German film shows softer side of HitlerViewers flock to see despot shown as neither demon nor caricatureMATTHEW SCHOFIELD
Knight Ridder
BERLIN - Young women looking for secretarial work rise to meet their prospective boss, and in a movie moment that's historic and worrisome to many Germans, they're greeted by a gentle, smiling, friendly Adolf Hitler.
That portrayal of Hitler in a new movie called "Der Untergang" ("The Downfall") is the talk of Germany these days. The biggest-budget German film in years, it depicts Hitler's final days in a Berlin bunker, and it's the first German movie to portray the architect of the Holocaust as human, not a caricature of evil.
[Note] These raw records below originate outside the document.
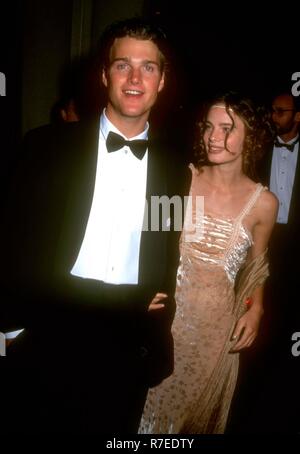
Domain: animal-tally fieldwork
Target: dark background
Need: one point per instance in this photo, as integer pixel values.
(217, 47)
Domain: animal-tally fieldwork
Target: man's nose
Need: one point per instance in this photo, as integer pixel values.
(135, 75)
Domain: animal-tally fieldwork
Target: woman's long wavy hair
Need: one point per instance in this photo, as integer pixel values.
(259, 132)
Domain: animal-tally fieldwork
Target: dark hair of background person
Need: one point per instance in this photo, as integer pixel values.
(260, 131)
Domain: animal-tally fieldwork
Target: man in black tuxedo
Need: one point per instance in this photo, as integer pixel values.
(280, 171)
(269, 401)
(82, 270)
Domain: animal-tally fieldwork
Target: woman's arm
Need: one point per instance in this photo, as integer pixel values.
(247, 326)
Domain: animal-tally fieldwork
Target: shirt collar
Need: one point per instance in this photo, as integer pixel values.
(290, 141)
(106, 126)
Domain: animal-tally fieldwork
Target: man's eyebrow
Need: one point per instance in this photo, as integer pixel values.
(127, 60)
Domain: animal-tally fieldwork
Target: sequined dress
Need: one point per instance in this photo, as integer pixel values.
(196, 398)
The movie is playing to near-packed theaters throughout the country (attracting 100,000 viewers on its first day), and it's been featured on the front pages of national newspapers and on magazine covers.
"Hitler is our most loyal companion," the Frankfurter Allgemeine newspaper said. "The Adenauers and the Brandts, the Kennedys and Gorbachevs, come and go, Adolf Hitler remains. His image is not fading."
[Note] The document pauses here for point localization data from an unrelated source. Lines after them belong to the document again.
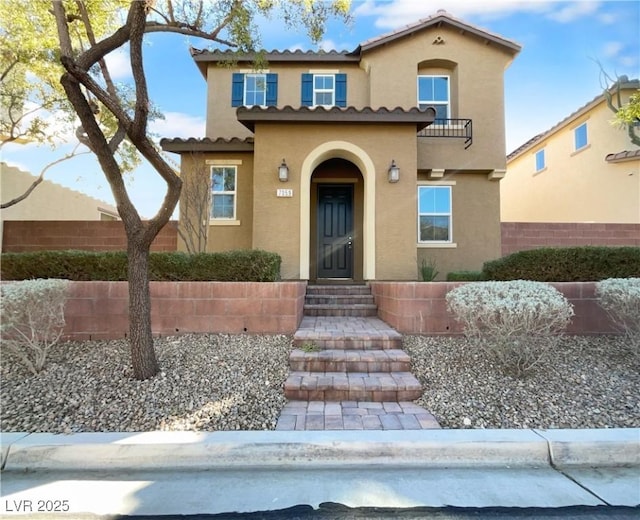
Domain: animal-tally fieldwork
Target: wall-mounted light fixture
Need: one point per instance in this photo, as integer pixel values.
(283, 172)
(394, 172)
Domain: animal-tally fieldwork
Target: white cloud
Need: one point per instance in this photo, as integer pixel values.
(612, 49)
(391, 15)
(119, 65)
(573, 10)
(177, 124)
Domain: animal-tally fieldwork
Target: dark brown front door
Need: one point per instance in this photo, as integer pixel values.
(335, 231)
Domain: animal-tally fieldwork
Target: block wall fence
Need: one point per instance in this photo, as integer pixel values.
(99, 310)
(96, 235)
(87, 235)
(519, 236)
(421, 308)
"For decades, Hitler was portrayed either as a demon or as a comic strip character," director Oliver Hirschbiegel said in Focus Magazine. "It is about time we confronted our history."
Sir Ian Kershaw, a noted Hitler biographer, said the movie didn't break any ground. "Historians have accepted these details for years," he said. But, he added, it's a more accurate portrayal than film has produced before of the most infamous man of the 20th century.
The movie depicts many in the rogues' gallery of Nazi Germany -- SS leader Heinrich Himmler, architect Albert Speer, propaganda minister Joseph Goebbels and Hitler's mistress/wife Eva Braun -- and shows each in a human light.
How to deal with Hitler and his inner circle has been a central issue in Germany since the defeat of Nazi Germany in 1945. It's illegal to display the Nazi swastika or sell Hitler's book "Mein Kampf" ("My Struggle"), and singing the most infamous verse of the German national anthem, the one associated with Hitler's Third Reich, is taboo.
Leaving a theater near the heart of Berlin, 78-year-old Klaus Nuebauer looked at the ground and shook his head. He'd been a 19-year-old stenographer in Berlin when the city fell. The son of communists, he had family members who were killed by the Nazi regime.
"I needed to see how it would be portrayed," he said. "There are so many questions I've had, all these years. This movie will stay with me for a long time. I think it's important for us, for Germans."
Not everyone agrees. A man who would identify himself only as 63-year-old Meier said, "It is a small look at his life, and I won't accept the line on the screen at the end, that 6 million Jews were killed by Germans. It simply isn't true."